President Barack Obama, left, and actor George Clooney. Getty Images

President Barack Obama, left, and actor George Clooney.
Getty

(CBS/AP) George Clooney headlined a fundraiser Monday that took in more than a half-million dollars for President Barack Obama's re-election campaign, the second dinner this year where the actor has turned his A-list magnetism into political gold.

Pictures: George Clooney

Clooney raised almost $15 million for Obama's campaign at Clooney's Los Angeles home in May. This time he turned to Geneva, the European hub of the United Nations and a global center for international organizations, governance and business, to pull in a more modest amount for the president's re-election effort.
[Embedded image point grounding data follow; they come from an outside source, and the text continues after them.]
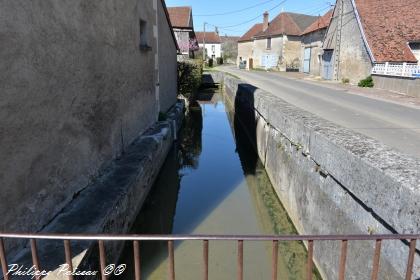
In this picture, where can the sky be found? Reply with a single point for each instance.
(234, 17)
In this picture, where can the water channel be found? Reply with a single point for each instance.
(214, 183)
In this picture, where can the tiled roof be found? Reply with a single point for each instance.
(229, 39)
(389, 25)
(180, 17)
(320, 23)
(257, 28)
(289, 24)
(211, 37)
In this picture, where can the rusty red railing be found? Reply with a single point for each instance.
(240, 239)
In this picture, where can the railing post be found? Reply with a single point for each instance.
(310, 260)
(102, 259)
(386, 68)
(67, 253)
(343, 258)
(171, 260)
(137, 267)
(275, 259)
(3, 260)
(240, 275)
(410, 262)
(35, 258)
(206, 259)
(376, 260)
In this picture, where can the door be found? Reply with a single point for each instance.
(307, 61)
(327, 61)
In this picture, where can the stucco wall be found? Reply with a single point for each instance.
(292, 51)
(313, 41)
(168, 76)
(355, 63)
(75, 89)
(260, 49)
(245, 51)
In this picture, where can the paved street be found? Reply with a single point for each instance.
(394, 124)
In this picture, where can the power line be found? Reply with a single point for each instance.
(248, 21)
(236, 11)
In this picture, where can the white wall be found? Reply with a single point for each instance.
(217, 50)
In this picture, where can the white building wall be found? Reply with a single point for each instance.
(213, 50)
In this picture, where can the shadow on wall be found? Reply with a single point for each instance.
(245, 128)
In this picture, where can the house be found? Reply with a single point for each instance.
(229, 48)
(278, 44)
(183, 27)
(312, 40)
(246, 45)
(75, 93)
(212, 43)
(379, 37)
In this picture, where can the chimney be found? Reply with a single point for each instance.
(265, 23)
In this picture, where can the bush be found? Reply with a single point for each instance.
(189, 78)
(368, 82)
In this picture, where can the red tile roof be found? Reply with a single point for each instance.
(389, 25)
(210, 37)
(321, 23)
(288, 23)
(248, 36)
(180, 16)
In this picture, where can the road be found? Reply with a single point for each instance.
(395, 125)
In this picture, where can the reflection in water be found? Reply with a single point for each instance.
(213, 183)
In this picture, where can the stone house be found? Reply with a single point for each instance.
(183, 27)
(278, 45)
(374, 37)
(212, 42)
(312, 40)
(79, 82)
(246, 45)
(229, 48)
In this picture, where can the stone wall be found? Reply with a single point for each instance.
(334, 181)
(355, 63)
(76, 90)
(403, 85)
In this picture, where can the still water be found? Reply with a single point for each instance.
(213, 183)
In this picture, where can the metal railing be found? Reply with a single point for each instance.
(411, 70)
(240, 239)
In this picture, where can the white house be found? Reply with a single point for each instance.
(213, 43)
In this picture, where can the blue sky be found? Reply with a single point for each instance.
(239, 16)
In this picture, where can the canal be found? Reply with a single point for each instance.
(213, 183)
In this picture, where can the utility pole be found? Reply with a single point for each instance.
(204, 42)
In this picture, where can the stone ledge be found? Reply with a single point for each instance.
(109, 204)
(379, 184)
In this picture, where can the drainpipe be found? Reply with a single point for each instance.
(157, 70)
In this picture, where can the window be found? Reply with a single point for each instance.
(268, 43)
(144, 40)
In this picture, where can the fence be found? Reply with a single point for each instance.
(410, 70)
(136, 239)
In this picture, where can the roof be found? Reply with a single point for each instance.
(226, 39)
(248, 36)
(388, 26)
(180, 17)
(210, 37)
(289, 24)
(321, 23)
(165, 8)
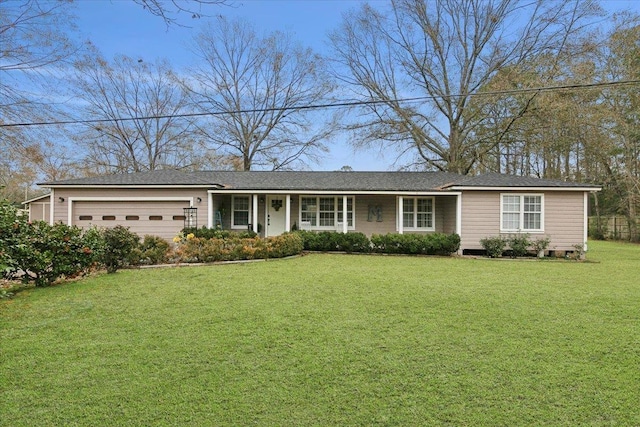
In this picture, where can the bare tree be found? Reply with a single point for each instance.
(139, 107)
(166, 9)
(442, 53)
(33, 46)
(257, 90)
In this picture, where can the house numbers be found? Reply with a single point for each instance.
(374, 212)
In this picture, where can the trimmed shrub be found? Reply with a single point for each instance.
(235, 248)
(416, 244)
(43, 253)
(519, 245)
(541, 244)
(152, 250)
(216, 233)
(327, 241)
(119, 244)
(494, 246)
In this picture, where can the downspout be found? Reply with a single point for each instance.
(345, 223)
(255, 213)
(209, 210)
(459, 220)
(287, 213)
(400, 215)
(51, 206)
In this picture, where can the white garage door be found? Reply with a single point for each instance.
(162, 218)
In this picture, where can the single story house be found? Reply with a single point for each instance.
(270, 203)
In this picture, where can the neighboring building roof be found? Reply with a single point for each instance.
(313, 181)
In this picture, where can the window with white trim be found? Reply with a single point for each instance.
(324, 212)
(522, 212)
(240, 211)
(417, 213)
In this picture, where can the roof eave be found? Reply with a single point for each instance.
(523, 188)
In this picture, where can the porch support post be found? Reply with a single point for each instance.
(287, 213)
(345, 223)
(459, 218)
(254, 211)
(400, 215)
(209, 210)
(52, 197)
(586, 219)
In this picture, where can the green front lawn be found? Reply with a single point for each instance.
(331, 340)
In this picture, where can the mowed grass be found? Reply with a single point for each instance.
(331, 340)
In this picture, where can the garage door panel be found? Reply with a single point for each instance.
(162, 218)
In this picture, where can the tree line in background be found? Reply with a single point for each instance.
(453, 85)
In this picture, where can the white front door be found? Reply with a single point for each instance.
(276, 211)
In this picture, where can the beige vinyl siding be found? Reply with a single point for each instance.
(563, 218)
(39, 211)
(446, 211)
(136, 215)
(98, 202)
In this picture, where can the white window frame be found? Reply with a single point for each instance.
(337, 223)
(414, 226)
(233, 212)
(521, 213)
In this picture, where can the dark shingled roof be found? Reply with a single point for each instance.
(309, 181)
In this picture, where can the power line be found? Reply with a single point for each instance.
(331, 105)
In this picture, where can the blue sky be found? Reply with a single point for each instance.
(123, 27)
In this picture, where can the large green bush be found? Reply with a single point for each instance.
(43, 253)
(119, 245)
(152, 250)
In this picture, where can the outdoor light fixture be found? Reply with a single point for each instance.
(190, 217)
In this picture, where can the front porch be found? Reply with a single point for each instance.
(273, 213)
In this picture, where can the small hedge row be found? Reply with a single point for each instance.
(416, 244)
(327, 241)
(234, 247)
(216, 233)
(392, 243)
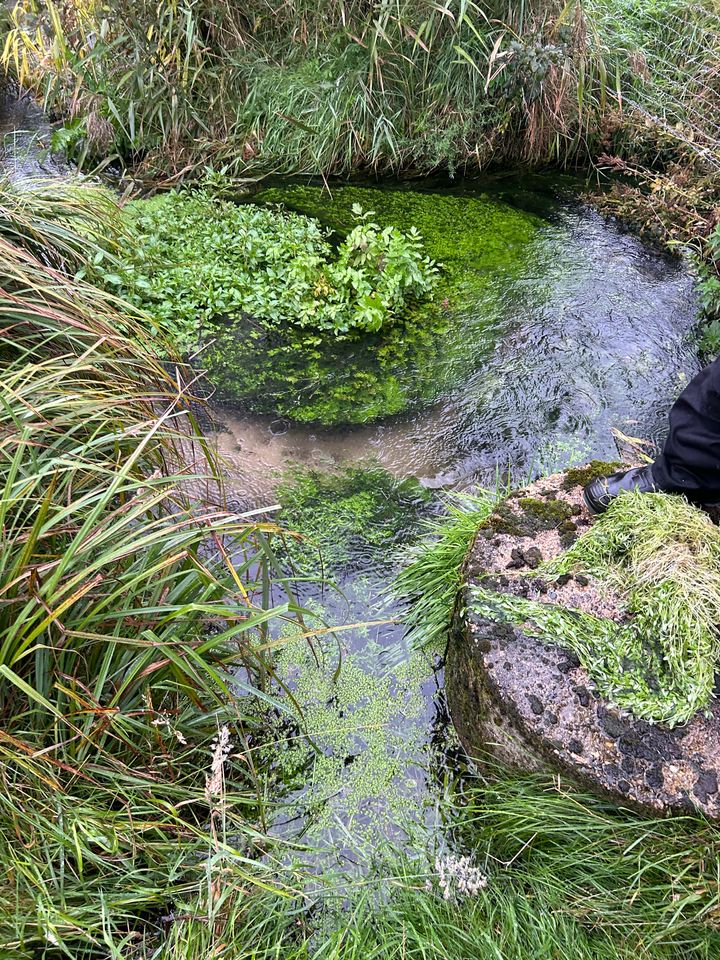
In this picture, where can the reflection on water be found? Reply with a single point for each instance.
(593, 335)
(25, 135)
Organizers said they had taken in at least $625,000 from U.S. donors for Obama's campaign, including many who were flying in to Geneva for the one-night event from around the world.

Americans Abroad for Obama, the event's sponsor, says on its website that guests are paying $15,000 per person to dine with Clooney, $5,000 for a photo with him and $1,000 to attend a reception before the dinner. About 30 people are attending the dinner, with at least 100 at the reception.

The event is co-hosted by Geneva-based American lawyer Charles C. Adams Jr. and Matthew Barzun, Mr. Obama's campaign finance chairman. The dinner is being held at Adams' home in an historic part of the city overlooking Lake Geneva, where Adams held a previous fundraiser for Mr. Obama in 2008.

Clooney was due to arrive in Geneva from the villa where he typically spends time during the summer on northern Italy's Lake Como. Obama campaign officials in Washington have declined to comment on the fundraiser.

The president has called the actor and director a good friend who tries to keep his distance so Mr. Obama won't be criticized for hanging out with Hollywood celebrities. In an interview with Entertainment Tonight earlier this month, Mr. Obama said he got to know Clooney through his work on Sudan when he was in the U.S. Senate.

The Democratic president and Republican challenger Mitt Romney have both been aggressively hunting for campaign money overseas, seeking any advantage in a tight race that's expected to stay that way into the fall.